Maybe. But don’t hold your breath. Sure, Republicans and Democrats united to pass No Child Left Behind (NCLB) in 2001, and, sure, Obama has proposed school-reform plans that overlap with those long held by conservatives interested in breaking the stranglehold that teachers’ unions and other traditional interests have on education. But none of that trumps the rise of the Tea Parties and the bitter partisanship that has defined the president’s first two years in office—trends likely to continue for the next two years.
“A Republican takeover of the House is a recipe for inaction,” says Kevin Carey, policy director for Education Sector. Or, as Jack Jennings of the Center for Education Policy puts it, “It will mean deadlock.” I think they’re right.
The reasons are simple. First and foremost, Republicans have gained political ground by almost totally opposing Obama’s domestic agenda. Why would they stop now, particularly with the national election looming in 2012? “I doubt they want to give [Obama] an education bill that he would sign at the White House just before a presidential election,” says Jennings.
Moreover, the Tea Party movement’s vigorous focus on shrinking all aspects of the federal government—including the Department of Education, which many Tea Partiers simply want to abolish—is already pressuring more mainstream Republicans to reevaluate where they stand on education. “Anybody who thinks 2010 Republicans or incumbent senators looking over shoulders are interested in substantial legislation around education … just haven’t been paying attention to sentiment on that side of the aisle,” says Frederick Hess, director of education policy studies at the conservative American Enterprise Institute. (Republicans are so uninterested in cooperating on federal school policy that the Pledge to America, the party’s new agenda, doesn’t even contain the word “education.”)
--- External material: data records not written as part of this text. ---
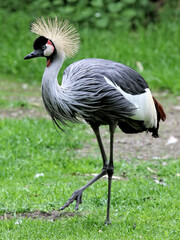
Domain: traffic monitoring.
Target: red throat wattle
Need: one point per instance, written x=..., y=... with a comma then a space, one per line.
x=48, y=62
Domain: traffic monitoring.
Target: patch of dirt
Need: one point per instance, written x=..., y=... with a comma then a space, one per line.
x=50, y=216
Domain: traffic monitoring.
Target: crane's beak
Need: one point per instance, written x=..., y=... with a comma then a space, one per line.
x=35, y=53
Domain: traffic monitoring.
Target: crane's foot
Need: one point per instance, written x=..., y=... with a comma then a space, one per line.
x=107, y=222
x=77, y=195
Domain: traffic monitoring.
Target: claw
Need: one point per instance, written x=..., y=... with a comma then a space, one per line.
x=77, y=195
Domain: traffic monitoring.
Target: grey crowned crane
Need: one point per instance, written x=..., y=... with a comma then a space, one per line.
x=101, y=92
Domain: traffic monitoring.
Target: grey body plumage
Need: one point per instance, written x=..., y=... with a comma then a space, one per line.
x=97, y=90
x=84, y=93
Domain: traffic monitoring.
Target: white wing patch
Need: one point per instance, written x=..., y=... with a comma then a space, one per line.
x=143, y=102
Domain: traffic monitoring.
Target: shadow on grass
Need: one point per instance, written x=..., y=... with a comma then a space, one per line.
x=49, y=216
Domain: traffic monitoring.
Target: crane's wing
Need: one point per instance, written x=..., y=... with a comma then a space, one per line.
x=108, y=91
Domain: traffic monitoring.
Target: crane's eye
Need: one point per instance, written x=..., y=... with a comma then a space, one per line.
x=43, y=47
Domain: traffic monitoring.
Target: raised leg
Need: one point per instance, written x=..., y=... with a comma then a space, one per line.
x=110, y=171
x=77, y=195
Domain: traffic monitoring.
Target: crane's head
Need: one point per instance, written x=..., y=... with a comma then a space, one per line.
x=43, y=47
x=56, y=37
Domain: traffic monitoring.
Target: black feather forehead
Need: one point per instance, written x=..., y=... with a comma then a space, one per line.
x=40, y=41
x=63, y=34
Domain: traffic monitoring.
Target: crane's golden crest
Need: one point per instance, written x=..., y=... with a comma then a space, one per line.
x=63, y=34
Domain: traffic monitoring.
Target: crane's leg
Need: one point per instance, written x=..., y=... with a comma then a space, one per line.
x=110, y=171
x=77, y=195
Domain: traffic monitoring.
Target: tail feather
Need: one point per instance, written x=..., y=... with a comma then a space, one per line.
x=134, y=126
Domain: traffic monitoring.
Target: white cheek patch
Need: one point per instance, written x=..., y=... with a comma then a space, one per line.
x=49, y=50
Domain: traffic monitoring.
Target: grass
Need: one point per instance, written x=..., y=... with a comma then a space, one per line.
x=156, y=48
x=140, y=208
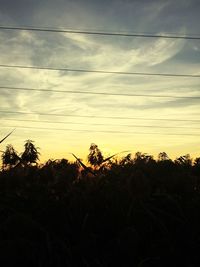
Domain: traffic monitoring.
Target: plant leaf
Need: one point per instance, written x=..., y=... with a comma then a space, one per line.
x=83, y=165
x=114, y=155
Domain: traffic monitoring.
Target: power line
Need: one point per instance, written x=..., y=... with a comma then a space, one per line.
x=100, y=71
x=95, y=93
x=100, y=131
x=97, y=117
x=59, y=30
x=103, y=124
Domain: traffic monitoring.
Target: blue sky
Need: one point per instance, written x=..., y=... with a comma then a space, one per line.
x=123, y=54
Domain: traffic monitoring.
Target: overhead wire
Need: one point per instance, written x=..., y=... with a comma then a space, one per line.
x=101, y=124
x=100, y=71
x=95, y=93
x=103, y=33
x=100, y=131
x=98, y=117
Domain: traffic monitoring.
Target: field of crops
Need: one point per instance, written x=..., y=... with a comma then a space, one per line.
x=135, y=211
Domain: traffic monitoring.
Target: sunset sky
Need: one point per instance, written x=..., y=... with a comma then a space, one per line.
x=146, y=123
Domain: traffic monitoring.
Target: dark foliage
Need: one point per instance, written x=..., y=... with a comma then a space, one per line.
x=133, y=212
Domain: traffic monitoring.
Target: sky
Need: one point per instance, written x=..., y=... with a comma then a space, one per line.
x=73, y=121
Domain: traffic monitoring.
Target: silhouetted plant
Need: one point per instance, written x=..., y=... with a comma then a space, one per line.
x=95, y=157
x=10, y=157
x=31, y=153
x=162, y=156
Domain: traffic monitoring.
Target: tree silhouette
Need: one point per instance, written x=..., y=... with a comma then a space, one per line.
x=30, y=154
x=10, y=157
x=95, y=156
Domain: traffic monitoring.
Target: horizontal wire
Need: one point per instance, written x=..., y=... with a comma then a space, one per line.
x=97, y=117
x=59, y=30
x=99, y=131
x=100, y=71
x=95, y=93
x=102, y=124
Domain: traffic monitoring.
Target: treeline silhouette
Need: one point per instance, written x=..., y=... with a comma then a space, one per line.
x=132, y=211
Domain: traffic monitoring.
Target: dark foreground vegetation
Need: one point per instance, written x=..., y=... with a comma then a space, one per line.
x=135, y=211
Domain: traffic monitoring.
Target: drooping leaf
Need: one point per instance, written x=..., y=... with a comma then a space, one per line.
x=110, y=157
x=83, y=165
Practically speaking, this means the administration’s blueprint for NCLB, which is already several years overdue for reauthorization and desperately needs restructuring, probably won’t pass, maybe not even in pared-down form. Congressman John Kline, the top House Republican on the Education and Labor Committee, told Education Week in September that, while he supports reauthorization in principle, teachers and superintendents in his Minnesota district are “frankly not real thrilled with the blueprint.” He added, “One of the things that we've been insisting on is that we have to make [NCLB] simpler, easier to comply with and more flexible, therefore putting some meaning back into local control.”
Similarly, don’t expect new money for Race to the Top (RTTT), Obama’s signature program for competitive education grants, because that, too, violates the small-government ethos. After all, it was authorized in the 2009 stimulus package, which Republicans are denouncing every chance they get, and it involves the Obama administration handing out billions of dollars to states that it deems most committed to reform. Kline has already said he won’t support giving Obama the additional $1.35 billion he’s requested for RTTT in the 2011 budget. “This is the U.S. Department of Education, putting [out its] view of what needs to be done. ... It's not the states deciding. It's not local control,” Kline told Education Week.
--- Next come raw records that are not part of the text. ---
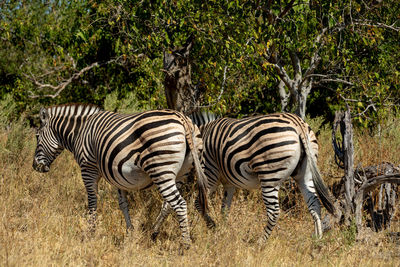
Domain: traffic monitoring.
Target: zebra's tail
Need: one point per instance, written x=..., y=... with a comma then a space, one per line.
x=192, y=131
x=321, y=188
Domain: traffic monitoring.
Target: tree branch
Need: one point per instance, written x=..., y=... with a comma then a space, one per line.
x=60, y=87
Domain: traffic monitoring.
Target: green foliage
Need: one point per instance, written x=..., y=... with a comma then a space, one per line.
x=17, y=135
x=350, y=234
x=48, y=42
x=7, y=110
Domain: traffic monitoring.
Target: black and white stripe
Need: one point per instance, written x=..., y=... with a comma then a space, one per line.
x=130, y=151
x=262, y=152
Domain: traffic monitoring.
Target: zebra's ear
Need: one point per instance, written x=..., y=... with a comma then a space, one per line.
x=44, y=116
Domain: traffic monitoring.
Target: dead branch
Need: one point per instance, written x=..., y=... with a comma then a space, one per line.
x=60, y=87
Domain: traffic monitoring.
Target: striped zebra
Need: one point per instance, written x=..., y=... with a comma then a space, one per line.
x=130, y=151
x=262, y=152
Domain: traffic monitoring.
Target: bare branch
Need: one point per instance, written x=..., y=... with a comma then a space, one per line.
x=60, y=87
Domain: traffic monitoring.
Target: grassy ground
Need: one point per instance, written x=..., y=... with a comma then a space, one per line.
x=43, y=219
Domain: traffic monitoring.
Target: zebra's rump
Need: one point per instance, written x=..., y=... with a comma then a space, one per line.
x=248, y=149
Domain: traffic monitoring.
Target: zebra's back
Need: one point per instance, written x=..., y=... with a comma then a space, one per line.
x=132, y=150
x=246, y=149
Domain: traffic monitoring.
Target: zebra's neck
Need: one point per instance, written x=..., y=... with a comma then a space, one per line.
x=67, y=121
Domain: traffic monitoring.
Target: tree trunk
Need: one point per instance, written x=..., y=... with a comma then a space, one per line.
x=358, y=185
x=181, y=95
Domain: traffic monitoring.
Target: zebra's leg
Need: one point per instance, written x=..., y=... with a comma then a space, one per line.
x=165, y=211
x=124, y=206
x=171, y=195
x=306, y=185
x=90, y=179
x=229, y=190
x=209, y=221
x=270, y=198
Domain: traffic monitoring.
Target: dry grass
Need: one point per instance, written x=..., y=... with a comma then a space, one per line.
x=43, y=221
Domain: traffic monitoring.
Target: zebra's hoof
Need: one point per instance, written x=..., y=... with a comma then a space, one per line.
x=211, y=225
x=154, y=236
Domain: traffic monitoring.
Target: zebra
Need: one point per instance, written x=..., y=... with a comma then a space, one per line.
x=131, y=151
x=262, y=152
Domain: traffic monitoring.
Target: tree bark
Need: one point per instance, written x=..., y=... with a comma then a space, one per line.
x=181, y=95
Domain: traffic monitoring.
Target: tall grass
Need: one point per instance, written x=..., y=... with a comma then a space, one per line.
x=43, y=219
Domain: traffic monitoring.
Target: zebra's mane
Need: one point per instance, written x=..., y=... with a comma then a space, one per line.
x=76, y=109
x=203, y=117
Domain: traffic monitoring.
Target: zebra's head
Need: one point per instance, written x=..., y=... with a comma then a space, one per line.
x=48, y=146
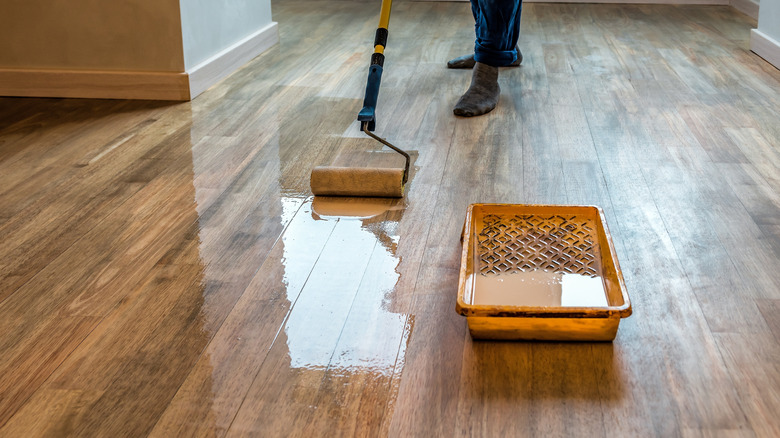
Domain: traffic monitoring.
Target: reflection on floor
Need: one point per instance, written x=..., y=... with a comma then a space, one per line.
x=165, y=271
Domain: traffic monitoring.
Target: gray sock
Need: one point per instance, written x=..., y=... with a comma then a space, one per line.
x=467, y=61
x=482, y=95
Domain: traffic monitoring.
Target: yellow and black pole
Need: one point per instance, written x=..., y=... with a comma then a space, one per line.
x=367, y=115
x=355, y=181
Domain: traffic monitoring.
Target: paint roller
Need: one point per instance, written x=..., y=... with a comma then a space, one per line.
x=370, y=182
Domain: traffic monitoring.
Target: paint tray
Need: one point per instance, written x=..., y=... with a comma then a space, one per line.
x=540, y=272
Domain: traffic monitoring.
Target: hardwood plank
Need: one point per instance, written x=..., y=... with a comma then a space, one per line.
x=165, y=271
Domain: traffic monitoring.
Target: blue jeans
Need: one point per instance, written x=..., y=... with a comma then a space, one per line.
x=497, y=26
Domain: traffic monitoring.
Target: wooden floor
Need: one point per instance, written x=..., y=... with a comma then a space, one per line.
x=164, y=270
The question, then, is whether, absent new federal requirements and incentives, states and local governments can drive reform on their own. It’s possible, particularly in places that have already embarked upon reform efforts, but the history is not encouraging. “If school boards, superintendents, and local teacher unions put top priority on raising standards, narrowing gaps, emphasizing quality in the classroom and running world class schools, America wouldn’t be where it is,” Mike Petrilli and Chester Finn of the Fordham Institute wrote in a September op-ed. “In urban America and many suburbs, local control means union dominance. … In other suburbs, it means smug complacency.”
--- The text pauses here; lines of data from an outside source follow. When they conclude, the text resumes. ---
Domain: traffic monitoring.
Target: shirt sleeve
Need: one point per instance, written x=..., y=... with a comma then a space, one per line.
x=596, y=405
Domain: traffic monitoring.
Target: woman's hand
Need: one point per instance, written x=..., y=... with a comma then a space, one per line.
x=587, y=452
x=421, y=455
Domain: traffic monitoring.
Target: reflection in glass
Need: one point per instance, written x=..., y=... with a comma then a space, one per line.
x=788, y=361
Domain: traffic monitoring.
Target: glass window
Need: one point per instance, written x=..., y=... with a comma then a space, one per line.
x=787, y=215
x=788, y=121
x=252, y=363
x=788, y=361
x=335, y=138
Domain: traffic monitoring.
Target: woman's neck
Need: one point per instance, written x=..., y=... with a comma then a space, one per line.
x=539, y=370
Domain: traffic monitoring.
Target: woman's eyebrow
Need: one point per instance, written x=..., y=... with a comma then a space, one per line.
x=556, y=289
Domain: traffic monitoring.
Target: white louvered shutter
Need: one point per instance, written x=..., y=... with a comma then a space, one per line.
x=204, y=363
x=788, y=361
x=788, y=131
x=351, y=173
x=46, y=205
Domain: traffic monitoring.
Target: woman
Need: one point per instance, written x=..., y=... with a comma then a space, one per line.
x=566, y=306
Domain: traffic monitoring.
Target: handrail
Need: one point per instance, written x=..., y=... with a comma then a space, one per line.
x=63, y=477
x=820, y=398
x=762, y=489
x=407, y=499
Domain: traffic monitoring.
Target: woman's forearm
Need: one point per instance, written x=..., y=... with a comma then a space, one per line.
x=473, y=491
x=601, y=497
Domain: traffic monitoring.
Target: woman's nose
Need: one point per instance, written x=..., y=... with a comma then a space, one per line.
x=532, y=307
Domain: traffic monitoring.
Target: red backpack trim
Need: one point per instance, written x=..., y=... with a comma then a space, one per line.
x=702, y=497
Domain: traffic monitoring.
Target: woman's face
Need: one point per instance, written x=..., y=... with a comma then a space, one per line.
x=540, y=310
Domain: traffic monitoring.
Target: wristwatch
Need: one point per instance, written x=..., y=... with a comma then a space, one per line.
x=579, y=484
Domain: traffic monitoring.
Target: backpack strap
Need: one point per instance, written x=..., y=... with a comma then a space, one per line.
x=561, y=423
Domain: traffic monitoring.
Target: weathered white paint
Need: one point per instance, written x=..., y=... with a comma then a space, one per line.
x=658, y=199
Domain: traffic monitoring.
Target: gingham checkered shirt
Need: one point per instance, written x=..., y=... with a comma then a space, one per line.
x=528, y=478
And what about new pre-K legislation? It would require more federal dollars, so don’t count on it. As for higher education laws, the best (or, rather, worst) we can expect out of a Republican Congress is that it will push back against Obama’s efforts to more tightly regulate for-profit schools.
Granted, the future for education reform could look a lot worse. “I don’t think that the Republicans are going to come in and mount some kind of assault on public education that will have lasting damage,” says Kevin Carey. “I think they will be a barrier to moving forward, but they won’t move us back.”
But, if the best we can expect is more of the status quo, we’re still talking about squandering two years in which the government could work to improve the lives of millions of American children. It would be a tragic domestic failure.